Attack Vectors Exploiting S3 Data Sources

  • The use of S3 as a data source introduces both S3-specific and Bedrock-specific risks. The convenience of uploading documents to S3 is countered by the shared responsibility model, where organizations are responsible for S3 security.
  • Attackers can exploit S3 vulnerabilities to conduct data poisoning, denial of service, and S3 ransomware attacks.

Poisoning Training Data (MITRE ATLAS AML.T0020)

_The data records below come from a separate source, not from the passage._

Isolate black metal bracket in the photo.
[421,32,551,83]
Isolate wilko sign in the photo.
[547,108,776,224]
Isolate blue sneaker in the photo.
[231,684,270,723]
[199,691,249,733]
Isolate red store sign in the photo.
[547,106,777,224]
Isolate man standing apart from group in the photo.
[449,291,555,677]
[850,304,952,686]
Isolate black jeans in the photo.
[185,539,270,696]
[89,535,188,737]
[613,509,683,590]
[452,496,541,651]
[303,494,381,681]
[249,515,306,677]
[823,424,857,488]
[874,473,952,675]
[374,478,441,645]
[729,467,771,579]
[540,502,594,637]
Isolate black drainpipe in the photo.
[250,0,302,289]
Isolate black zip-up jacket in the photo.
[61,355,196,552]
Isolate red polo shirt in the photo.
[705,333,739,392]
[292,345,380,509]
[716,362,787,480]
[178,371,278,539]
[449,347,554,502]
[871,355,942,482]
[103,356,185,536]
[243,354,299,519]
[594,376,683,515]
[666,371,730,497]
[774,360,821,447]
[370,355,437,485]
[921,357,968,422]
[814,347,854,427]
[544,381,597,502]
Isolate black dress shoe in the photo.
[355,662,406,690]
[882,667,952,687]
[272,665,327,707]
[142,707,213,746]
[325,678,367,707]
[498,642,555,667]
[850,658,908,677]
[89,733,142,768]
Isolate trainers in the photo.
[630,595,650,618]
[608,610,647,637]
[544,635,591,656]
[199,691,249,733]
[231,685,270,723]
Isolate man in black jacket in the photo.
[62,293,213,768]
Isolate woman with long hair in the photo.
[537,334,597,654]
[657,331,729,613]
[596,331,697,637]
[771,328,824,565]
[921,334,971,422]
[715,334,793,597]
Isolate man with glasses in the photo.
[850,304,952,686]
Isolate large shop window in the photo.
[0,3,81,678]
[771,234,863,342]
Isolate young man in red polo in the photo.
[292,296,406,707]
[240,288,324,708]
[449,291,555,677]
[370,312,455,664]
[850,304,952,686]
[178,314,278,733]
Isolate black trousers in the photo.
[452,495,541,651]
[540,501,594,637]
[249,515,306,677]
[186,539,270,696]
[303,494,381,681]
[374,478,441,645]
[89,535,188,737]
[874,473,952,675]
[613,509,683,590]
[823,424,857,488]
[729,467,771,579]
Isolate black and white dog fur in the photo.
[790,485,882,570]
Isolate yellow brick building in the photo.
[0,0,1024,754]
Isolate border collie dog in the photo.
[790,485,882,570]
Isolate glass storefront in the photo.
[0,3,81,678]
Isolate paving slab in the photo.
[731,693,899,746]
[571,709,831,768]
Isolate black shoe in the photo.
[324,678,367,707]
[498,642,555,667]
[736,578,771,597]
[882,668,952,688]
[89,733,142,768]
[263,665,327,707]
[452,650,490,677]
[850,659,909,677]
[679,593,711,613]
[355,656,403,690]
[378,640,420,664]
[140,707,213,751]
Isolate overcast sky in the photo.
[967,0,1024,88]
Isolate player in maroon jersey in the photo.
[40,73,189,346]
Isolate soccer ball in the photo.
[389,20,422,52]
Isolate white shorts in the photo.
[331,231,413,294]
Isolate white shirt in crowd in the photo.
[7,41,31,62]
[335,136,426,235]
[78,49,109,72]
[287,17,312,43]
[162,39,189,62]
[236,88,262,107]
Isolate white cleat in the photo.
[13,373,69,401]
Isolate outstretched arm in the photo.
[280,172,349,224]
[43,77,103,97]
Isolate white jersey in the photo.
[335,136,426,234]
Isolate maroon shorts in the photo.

  • Adversaries can access S3 buckets containing RAG documents and inject malicious or nonsensical data, corrupting the LLM and compromising output quality.
  • This can lead to Bedrock agents providing inaccurate or harmful responses.
  • Impact: Compromised business operations and loss of user trust.

Data from Information Repositories (MITRE ATLAS AML.T0036)

  • Unauthorized access to S3 buckets can expose sensitive information such as intellectual property and internal company data.
  • This aligns with OWASP Top 10 LLMs - LLM06.
  • Impact: Intellectual property theft, competitive disadvantage, and reputational damage.

Denial of ML Service (MITRE ATLAS AML.T0029)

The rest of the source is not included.